Dont fool yourself. A 20 hour drive costs a lot of money. Get on an airplane and fly to SLC. Shop now because you don't have much time. SLC Park City-Canyons is the easiest fly in/out ski destination I know of. I fly there direct from BWI then I uber for like $35 to the mountain. If it's just you then there's at least one cheap hostel in Park City where you can get a bunk. Air BnB might also have cheap digs. shit man a 20 hour drive in both directions would cost a grand or more in gas and wear tear even in a Prius.


----------



## poutanen (Dec 22, 2011)

Assuming an average speed of 60 mph, and an average fuel cost of about $0.15/mile (maybe 20 if you're driving a pickup?), then a 40 hour round trip would cost about $360 in fuel. Add in wear and tear, food along the way, sleeping along the way, etc. and you're probably at $750-$1000 to drive.

If you're doing it on the cheap, with multiple people, driving is still the way to go. You can drive right through, and bring cheap food/trail mix/water to consume on the drive.

Jay Peak VT is about a 12-13 hr drive from the Virginia, so would be substantially cheaper in fuel, and could be done in a day.

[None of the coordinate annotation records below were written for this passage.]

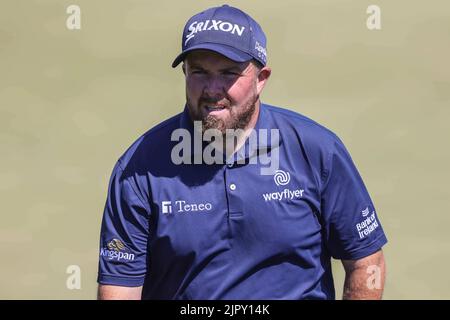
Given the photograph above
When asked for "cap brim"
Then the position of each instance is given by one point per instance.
(227, 51)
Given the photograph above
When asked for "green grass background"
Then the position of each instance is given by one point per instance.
(72, 101)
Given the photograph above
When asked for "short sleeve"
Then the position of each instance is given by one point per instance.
(352, 227)
(124, 233)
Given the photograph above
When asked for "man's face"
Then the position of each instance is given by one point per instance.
(221, 93)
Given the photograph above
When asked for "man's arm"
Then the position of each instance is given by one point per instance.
(107, 292)
(364, 278)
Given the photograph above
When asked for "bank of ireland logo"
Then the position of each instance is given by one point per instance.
(166, 207)
(365, 212)
(281, 177)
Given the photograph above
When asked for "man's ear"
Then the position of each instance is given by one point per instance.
(263, 75)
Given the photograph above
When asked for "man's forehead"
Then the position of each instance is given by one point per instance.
(207, 57)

Unless airfare is SUPER cheap in the states (I've heard it's much cheaper than us crazy Canucks pay), and you're travelling alone, you're still likely better off driving.

That said, I haven't been to Jay in April in years, couldn't tell you what the snow is like. Longest season, and best bang for your buck is coming to Canada, eh? The Banff area has fantastic snowboarding in April, and your dollar goes a lot further up here. It's the shoulder season for us, so hotels are cheap too...


----------



## Fielding (Feb 15, 2015)

My ticket to fly direct from BWI to SLC for same dates was $369 on delta. It's probably more now because I booked a few weeks ago.

I figure the real cost of a 20 hour car trip (ballpark 1200 miles) is more like $500 when you factor in gas, wear and tear, and tolls. Driving up the east coast means paying tolls. Some of that (tires, brakes, belts, and all the other shortlife parts) cost won't come out of pocket right at the time of the trip but that doesn't mean it's not a cost. There's also the risk of accident, breakdown, and tickets. The $ might work for a carload of people but I don't think it works well for just one. Plus there's the value of my time. Driving for 10 hours up the east coast kinda sucks.

I'm guessing that if op is in VA and wants to drive to a snowy resort on April 8 he should be thinking about Northern New England. The Rockies are certainly out of reach by car. I say Northern New England because the Poconos are usually dead by April 1. It's possible that it could work out but I would hate to count on snow at places closer to home anytime after April 1. Hence Id plan to go further north and to higher elevations. So basically Vermont, New Hampshire, or Maine. Any of the resorts up there is probably about 10 hours drive from Richmond if everything works out perfectly in terms of traffic and weather.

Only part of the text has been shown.